La confianza en el Estado depende de reglas claras y controles efectivos para evitar la erosión de lo público
Santo Domingo.– El Estado no es una abstracción ni una consigna ideológica. El Estado es, en términos prácticos, el instrumento que la sociedad se da para garantizar derechos, administrar lo común y equilibrar desigualdades. Es el garante último de la seguridad, la salud, la educación y la justicia.
Cuando funciona casi no se nota; cuando falla, lo pagamos todos. Por eso la calidad moral y técnica de sus instituciones no es un asunto secundario, es un asunto de supervivencia democrática.
Casos como el de Senasa, más allá de cómo concluyan las investigaciones, revelan un riesgo mayor: la degradación institucional. Cuando una entidad creada para proteger a los más vulnerables aparece asociada a opacidad, discrecionalidad y conflicto de interés, el daño no es solo administrativo, es simbólico. Se erosiona la idea misma de lo público.
El problema no es solo la posible irregularidad puntual.
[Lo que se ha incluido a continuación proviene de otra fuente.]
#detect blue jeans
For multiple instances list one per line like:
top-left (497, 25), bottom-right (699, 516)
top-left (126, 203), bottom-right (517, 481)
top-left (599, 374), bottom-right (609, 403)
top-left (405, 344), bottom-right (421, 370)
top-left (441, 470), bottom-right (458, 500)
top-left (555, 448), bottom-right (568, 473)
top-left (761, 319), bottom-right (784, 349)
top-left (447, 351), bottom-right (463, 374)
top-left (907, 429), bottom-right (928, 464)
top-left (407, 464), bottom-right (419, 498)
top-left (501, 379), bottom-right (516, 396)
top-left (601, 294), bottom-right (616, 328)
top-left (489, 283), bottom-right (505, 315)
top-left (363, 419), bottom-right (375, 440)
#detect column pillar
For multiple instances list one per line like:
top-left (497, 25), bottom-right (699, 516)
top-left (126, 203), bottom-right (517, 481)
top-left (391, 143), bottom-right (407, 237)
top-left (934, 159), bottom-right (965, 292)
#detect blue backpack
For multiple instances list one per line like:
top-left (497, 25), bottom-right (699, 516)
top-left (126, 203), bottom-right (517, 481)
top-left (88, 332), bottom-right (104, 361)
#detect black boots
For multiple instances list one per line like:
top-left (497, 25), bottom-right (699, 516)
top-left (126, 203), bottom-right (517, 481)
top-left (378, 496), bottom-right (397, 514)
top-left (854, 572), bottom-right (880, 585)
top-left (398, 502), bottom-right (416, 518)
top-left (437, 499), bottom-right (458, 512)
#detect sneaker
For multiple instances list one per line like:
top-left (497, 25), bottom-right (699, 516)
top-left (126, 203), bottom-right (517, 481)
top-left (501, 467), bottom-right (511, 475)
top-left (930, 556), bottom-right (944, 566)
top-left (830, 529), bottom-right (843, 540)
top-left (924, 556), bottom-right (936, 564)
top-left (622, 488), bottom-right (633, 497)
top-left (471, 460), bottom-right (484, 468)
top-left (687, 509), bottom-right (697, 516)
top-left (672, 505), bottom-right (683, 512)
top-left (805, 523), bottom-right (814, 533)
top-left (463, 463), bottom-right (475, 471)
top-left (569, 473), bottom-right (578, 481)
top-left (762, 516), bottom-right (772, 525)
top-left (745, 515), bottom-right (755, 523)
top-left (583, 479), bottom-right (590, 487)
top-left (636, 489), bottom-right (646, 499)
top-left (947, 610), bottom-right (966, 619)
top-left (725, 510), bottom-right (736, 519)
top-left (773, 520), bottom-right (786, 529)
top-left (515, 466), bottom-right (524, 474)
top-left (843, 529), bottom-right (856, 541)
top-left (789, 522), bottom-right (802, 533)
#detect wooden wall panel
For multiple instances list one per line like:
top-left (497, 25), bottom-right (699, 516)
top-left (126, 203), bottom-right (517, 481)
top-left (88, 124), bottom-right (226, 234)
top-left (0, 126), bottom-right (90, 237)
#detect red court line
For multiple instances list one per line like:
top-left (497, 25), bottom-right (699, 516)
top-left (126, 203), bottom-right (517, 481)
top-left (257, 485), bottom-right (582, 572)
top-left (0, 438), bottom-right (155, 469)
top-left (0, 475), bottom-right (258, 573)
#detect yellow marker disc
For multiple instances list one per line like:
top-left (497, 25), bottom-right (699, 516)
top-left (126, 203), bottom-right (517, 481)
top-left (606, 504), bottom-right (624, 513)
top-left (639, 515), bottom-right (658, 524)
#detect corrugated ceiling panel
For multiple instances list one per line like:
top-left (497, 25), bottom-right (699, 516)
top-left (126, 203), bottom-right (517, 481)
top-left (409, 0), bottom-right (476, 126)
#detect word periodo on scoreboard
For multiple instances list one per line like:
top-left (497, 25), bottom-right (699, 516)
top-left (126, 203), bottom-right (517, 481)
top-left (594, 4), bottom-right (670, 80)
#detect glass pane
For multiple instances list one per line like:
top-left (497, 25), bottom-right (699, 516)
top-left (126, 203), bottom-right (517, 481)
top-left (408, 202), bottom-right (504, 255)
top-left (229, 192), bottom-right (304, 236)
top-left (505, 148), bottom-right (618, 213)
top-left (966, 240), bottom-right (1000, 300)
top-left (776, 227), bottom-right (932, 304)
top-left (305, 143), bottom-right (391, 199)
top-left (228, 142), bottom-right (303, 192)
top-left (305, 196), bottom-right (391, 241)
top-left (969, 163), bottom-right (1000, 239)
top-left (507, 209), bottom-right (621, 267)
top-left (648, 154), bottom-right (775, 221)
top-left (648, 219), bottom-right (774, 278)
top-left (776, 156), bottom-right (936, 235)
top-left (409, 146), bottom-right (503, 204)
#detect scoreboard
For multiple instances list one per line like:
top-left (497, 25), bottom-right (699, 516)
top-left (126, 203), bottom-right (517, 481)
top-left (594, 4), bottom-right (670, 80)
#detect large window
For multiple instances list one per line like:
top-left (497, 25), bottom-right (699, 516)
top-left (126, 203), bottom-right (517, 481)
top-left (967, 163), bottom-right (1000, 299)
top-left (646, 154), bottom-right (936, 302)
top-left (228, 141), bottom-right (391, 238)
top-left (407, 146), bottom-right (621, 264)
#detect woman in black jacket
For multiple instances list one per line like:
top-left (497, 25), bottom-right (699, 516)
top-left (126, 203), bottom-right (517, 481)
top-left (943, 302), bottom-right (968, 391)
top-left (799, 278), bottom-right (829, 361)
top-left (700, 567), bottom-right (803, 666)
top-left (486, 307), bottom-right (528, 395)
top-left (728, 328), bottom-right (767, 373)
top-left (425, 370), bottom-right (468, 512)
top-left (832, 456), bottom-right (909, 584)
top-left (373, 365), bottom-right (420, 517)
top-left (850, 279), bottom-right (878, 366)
El verdadero riesgo es que el Estado deje de ser percibido como garante de derechos y pase a verse como un espacio de captura, reparto o privilegio. Ahí comienza el quiebre del contrato social. Un Estado degradado no colapsa de golpe: se vacía lentamente, pierde autoridad, pierde legitimidad y pierde sentido.
Por eso, más que defensas automáticas o condenas anticipadas, lo que se necesita es transparencia, rendición de cuentas y consecuencias claras, porque cuando el Estado se debilita, no gana el mercado ni gana la política: pierde la sociedad entera.